Rational Function with requirements

Question

How can I construct a function $h(x)$, which meets the following requirements:

• The x-intercepts are at 1 and 3

• The vertical asymptotes are at 2 and 5

• The function has a horizontal asymptote $y=4$?

Answer 1

In order to construct $h(x)$ with $x$-intercepts at $1$ and $3$, you want $h(1)=0$ and $h(3)=0$ to be true. So set the numerator of $h(x)$ equal to $$f(x)=(x-3)(x-1)$$

To give $h(x)$ vertical asymptotes at $2$ and $5$, this would mean $$h(2)=\dfrac{1}{0}$$ and $$h(5)=\dfrac{1}{0}$$ (Note that $\dfrac{1}{0}$ is not actually a real value).
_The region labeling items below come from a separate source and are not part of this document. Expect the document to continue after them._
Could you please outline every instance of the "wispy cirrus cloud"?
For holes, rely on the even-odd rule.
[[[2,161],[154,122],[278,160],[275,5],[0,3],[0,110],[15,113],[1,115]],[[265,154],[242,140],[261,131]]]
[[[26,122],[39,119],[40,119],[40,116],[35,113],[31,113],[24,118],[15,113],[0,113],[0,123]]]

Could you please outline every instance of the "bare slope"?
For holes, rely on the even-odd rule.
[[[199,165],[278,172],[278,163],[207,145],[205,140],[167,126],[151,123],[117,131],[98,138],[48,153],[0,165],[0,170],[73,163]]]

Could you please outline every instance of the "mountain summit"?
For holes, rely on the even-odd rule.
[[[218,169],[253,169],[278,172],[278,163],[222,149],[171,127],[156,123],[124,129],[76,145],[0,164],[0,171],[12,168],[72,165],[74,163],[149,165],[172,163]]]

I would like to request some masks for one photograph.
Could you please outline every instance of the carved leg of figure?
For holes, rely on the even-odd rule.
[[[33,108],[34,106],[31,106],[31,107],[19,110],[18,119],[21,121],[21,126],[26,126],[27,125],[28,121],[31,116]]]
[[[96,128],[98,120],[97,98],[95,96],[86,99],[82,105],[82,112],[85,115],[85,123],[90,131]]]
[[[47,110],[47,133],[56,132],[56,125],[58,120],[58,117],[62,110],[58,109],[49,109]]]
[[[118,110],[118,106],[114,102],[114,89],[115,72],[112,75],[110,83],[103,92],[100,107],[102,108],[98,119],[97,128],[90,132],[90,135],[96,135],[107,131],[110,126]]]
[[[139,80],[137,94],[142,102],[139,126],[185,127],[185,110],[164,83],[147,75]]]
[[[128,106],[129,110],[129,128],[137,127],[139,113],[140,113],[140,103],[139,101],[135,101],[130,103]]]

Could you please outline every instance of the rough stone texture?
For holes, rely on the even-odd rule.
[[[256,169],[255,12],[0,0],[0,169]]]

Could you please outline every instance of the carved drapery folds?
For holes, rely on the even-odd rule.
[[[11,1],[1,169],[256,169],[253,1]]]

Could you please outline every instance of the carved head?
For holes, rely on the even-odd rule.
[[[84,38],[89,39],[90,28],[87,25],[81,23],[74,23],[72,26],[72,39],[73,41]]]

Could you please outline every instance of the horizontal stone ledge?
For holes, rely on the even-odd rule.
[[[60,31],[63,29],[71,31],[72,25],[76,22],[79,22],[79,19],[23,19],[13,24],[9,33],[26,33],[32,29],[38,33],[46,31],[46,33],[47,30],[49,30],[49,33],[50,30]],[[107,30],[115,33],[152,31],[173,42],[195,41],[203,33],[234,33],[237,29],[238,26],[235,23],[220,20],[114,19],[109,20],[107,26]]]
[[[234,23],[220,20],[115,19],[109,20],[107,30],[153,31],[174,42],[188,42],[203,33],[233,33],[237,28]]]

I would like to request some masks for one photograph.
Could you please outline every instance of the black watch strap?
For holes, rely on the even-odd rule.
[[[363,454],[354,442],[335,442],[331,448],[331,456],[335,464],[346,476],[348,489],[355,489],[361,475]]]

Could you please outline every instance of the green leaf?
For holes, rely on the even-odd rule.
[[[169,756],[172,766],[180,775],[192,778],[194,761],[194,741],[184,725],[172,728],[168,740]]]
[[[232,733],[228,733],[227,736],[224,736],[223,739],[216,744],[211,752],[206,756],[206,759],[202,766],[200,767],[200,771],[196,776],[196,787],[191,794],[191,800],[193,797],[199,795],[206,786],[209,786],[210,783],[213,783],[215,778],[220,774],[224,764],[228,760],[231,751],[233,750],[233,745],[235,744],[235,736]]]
So to make this true, we set the denominator equal to $$g(x)=\dfrac{1}{(x-2)(x-5)}$$ To give $h(x)$ a horizontal asymptote at $4$, just multiply $h(x)$ by $4$. Now our function is $$h(x)=\dfrac{4f(x)}{g(x)}=\dfrac{4(x-3)(x-1)}{(x-2)(x-5)}$$ and if you feel the need, you can expand this to get $$h(x)=\dfrac{4(x^{2}-4x+3)}{x^{2}-7x+10}$$

Answer 2

What about $f(x)=\frac{(x-1)(x-3)}{(x-2)(x-5)^2}+4$ ?.